Concert

Dour Festival 2018

Dour, le 11 juillet 2018
par Émile, le 31 juillet 2018

GAGNANT : I Hate Models

Monté en puissance l'an passé avec deux EPs complètement délirants, le Français a passé un cap cette année avec une série de concerts qui a mis tout le monde d'accord. Foulard sur le visage, énergie communicative et mode "no bullshit" activé, voilà un type qui sait construire une vraie expérience. Les programmateurs ont vu juste en le programmant dans une Caverne qui l'attendait de pied ferme - c'est bien simple, dix minutes avant le début du concert, elle était déjà pleine comme un œuf.
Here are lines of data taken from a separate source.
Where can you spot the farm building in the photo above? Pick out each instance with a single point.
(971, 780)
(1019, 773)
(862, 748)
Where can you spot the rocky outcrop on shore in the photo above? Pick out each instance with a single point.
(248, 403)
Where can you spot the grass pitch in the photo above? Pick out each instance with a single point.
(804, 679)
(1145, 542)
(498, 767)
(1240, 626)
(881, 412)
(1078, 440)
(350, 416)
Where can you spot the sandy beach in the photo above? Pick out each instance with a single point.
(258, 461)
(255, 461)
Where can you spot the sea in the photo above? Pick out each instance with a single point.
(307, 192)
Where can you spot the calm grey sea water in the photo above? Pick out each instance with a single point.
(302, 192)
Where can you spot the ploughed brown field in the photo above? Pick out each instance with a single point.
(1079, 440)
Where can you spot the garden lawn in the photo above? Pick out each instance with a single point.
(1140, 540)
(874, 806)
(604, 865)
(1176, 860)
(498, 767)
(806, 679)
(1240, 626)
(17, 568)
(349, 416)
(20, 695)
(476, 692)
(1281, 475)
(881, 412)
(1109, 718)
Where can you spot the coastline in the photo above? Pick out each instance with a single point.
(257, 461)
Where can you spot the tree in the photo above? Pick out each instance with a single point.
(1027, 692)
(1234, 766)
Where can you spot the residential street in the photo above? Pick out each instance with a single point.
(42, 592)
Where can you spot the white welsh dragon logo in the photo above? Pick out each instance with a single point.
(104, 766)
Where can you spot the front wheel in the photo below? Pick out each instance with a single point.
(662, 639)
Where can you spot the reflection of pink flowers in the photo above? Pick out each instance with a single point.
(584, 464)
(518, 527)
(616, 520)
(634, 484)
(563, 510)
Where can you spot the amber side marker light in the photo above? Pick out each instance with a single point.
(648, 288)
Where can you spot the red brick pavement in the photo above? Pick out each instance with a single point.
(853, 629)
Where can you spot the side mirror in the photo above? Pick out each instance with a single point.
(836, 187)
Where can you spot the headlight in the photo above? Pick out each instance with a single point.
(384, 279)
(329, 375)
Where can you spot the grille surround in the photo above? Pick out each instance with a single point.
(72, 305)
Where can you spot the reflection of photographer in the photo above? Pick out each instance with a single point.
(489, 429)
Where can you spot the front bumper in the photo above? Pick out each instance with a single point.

Techno, EBM, indus, trance, quasi hardcore parfois, les sonorités privilégiées par I Hate Models sont nombreuses et parfaitement maîtrisées - que ce soit lorsqu'il produit ses propres titres, ou quand il sélectionne ceux des autres. C'est violent, c'est rythmé, et c'est beau. Et il fallait voir les les yeux ébahis de ceux qui se prenaient pour la première fois dans la gueule, assommés qu'ils étaient par l'énergie dingue déployée par une foule qui dépassait de loin la capacité d'une scène transformée en rave. On était déjà conquis par son dernier EP Totsuka No Tsurugi, on a été séduits par son live. I Hate Models est en train de devenir une des machines les plus puissantes de la musique électronique européenne, et on a qu'une envie, c'est qu'il repasse près de chez nous, parce que revivre un live de ce calibre, ça n'est pas l'équivalent de revoir un bon film ou de relire un bon livre, c'est plutôt se refaire un deuxième tour de montagne russe.

GAGNANTS: Thee Oh Sees

Mais c'est pas du jeu. Ils sont toujours exceptionnels.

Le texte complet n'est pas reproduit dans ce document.